15. Willow & Tara, Buffy the Vampire Slayer
It’s nearly impossible to write about Willow and Tara breaking up because it makes you think about Willow and Tara getting back together, which makes you think about Tara getting shot in the literal heart and dying in Willow’s arms, which was the worst thing to ever happen, period. Tara didn’t even want to break up with Willow! They were thinking about taking Dawn from Sunnydale and moving away to start their own family! They were in love forever! But dang Willow got too addicted to magic, and when Tara called her out on it, Willow tried TWO DIFFERENT TIMES to magic Tara’s brain into forgetting they’d talked about it. So Tara had to step back and move out of the Summers’ house where she and Willow had been raising Dawn. They finally did get back together because they loved each other too much to stay apart (and Willow dialed back the magic), and one second it was, “Can you just be kissing me now?” And the next second, Tara was dead. And I don’t want to talk about it anymore.

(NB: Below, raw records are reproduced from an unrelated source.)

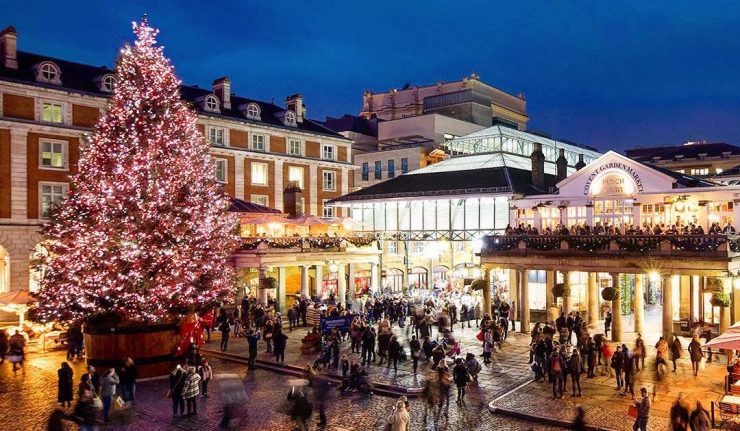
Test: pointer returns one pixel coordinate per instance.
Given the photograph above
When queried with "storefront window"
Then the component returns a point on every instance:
(537, 289)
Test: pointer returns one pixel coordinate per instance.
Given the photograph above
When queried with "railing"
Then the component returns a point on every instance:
(727, 245)
(305, 244)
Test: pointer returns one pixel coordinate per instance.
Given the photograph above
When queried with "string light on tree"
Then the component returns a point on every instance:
(143, 232)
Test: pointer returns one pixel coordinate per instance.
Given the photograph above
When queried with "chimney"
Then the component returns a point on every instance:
(292, 196)
(562, 166)
(222, 90)
(294, 102)
(538, 166)
(8, 41)
(581, 163)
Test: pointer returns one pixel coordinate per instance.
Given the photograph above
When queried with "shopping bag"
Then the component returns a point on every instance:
(632, 411)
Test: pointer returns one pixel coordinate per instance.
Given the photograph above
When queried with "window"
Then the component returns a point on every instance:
(259, 174)
(211, 103)
(53, 154)
(330, 180)
(290, 118)
(258, 142)
(221, 172)
(107, 83)
(50, 195)
(294, 147)
(216, 136)
(48, 72)
(295, 174)
(328, 152)
(253, 111)
(260, 200)
(327, 211)
(51, 112)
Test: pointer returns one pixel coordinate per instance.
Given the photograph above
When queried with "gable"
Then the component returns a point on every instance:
(615, 175)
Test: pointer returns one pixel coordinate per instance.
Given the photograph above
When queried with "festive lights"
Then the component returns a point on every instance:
(143, 232)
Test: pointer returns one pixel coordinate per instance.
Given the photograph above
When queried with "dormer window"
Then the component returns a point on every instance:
(253, 111)
(107, 83)
(211, 103)
(290, 119)
(48, 72)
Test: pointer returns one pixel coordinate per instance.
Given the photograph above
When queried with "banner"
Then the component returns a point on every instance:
(341, 323)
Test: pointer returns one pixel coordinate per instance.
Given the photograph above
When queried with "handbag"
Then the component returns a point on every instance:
(632, 411)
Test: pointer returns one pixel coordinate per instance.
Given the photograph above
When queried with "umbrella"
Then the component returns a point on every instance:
(728, 340)
(17, 301)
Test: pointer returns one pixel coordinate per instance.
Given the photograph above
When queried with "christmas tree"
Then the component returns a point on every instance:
(143, 232)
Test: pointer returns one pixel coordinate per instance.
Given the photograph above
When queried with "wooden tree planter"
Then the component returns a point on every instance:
(151, 347)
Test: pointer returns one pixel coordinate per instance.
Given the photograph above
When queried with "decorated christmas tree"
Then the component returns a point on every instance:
(143, 233)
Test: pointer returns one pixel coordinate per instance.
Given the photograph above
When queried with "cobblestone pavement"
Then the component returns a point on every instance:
(508, 370)
(28, 397)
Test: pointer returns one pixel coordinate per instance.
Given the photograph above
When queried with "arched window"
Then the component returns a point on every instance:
(253, 111)
(211, 103)
(48, 72)
(107, 83)
(290, 118)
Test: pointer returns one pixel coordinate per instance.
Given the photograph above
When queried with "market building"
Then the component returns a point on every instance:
(679, 271)
(49, 105)
(430, 221)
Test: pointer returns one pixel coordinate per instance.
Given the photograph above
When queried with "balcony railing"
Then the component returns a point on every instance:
(708, 245)
(304, 244)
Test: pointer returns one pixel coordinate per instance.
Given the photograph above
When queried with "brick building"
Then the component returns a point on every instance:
(49, 105)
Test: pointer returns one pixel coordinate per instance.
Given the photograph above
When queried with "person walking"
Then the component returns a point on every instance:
(176, 384)
(400, 419)
(557, 369)
(675, 351)
(206, 374)
(223, 326)
(415, 349)
(65, 386)
(695, 354)
(575, 371)
(107, 389)
(129, 373)
(643, 410)
(191, 390)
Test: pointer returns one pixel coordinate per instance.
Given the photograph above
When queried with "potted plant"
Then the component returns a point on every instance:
(143, 238)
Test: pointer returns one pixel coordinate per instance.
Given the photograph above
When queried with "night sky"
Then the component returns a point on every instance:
(614, 75)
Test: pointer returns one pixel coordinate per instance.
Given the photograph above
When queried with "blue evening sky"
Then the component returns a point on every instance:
(609, 74)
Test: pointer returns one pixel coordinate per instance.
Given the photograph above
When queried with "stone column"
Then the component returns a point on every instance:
(374, 279)
(566, 299)
(639, 302)
(524, 305)
(282, 284)
(593, 300)
(616, 310)
(319, 279)
(341, 284)
(667, 307)
(262, 291)
(304, 282)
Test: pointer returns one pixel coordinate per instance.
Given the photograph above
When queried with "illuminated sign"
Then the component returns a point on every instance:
(613, 183)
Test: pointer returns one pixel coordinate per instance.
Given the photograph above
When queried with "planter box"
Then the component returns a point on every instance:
(151, 347)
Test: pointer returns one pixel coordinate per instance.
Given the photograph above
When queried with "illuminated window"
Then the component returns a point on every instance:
(295, 174)
(53, 154)
(50, 195)
(259, 174)
(221, 172)
(51, 112)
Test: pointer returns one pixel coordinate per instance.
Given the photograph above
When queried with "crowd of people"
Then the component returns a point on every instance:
(608, 229)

16. Callie and Arizona, Grey’s Anatomy
Callie and Arizona’s breakup was almost unbearable to watch because it was way too true to life. That thing where you know a relationship is over and that both of you will be so much better off in the long run if you’ll just walk away, but you love the other person too much to ever walk away. So you spend months (or even years) bleeding all over the place and wounding each other more and more and patching up flesh wounds with Band-Aids, even though you’re a literal surgeon and you know better. And then the moment when one person summons the courage to say, “I can’t imagine my life without you, but I will be miserable forever if I keep trying to live my life with you.” GOD. It’s like a knife in the face of your soul watching Callie and Arizona rip each other up and finally say goodbye.
17. Emily and Maya, Pretty Little Liars
Maya St. Germain was Emily’s first love. Well, her first love who loved her back. Okay, her first love who loved her back, openly. Maya gave Emily the courage to come out of the closet loudly and proudly. She helped Emily relax. She made Emily really, truly happy (when Emily wasn’t being tortured by her omnipotent cyber stalker/terrorist). But Pam Fields couldn’t handle the fact that her daughter was gay, so she rifled through Maya’s backpack and found a couple of joints stashed in an Altoids can and had Maya shipped away to drug camp. The night Maya left, she and Emily shared a romantic, heart-wrenching, candlelit goodbye. In retrospect, it’s even sadder because it’s at drug camp where Maya would meet her fake cousin who would end up murdering her and burying her in Alison’s grave in Spencer’s backyard.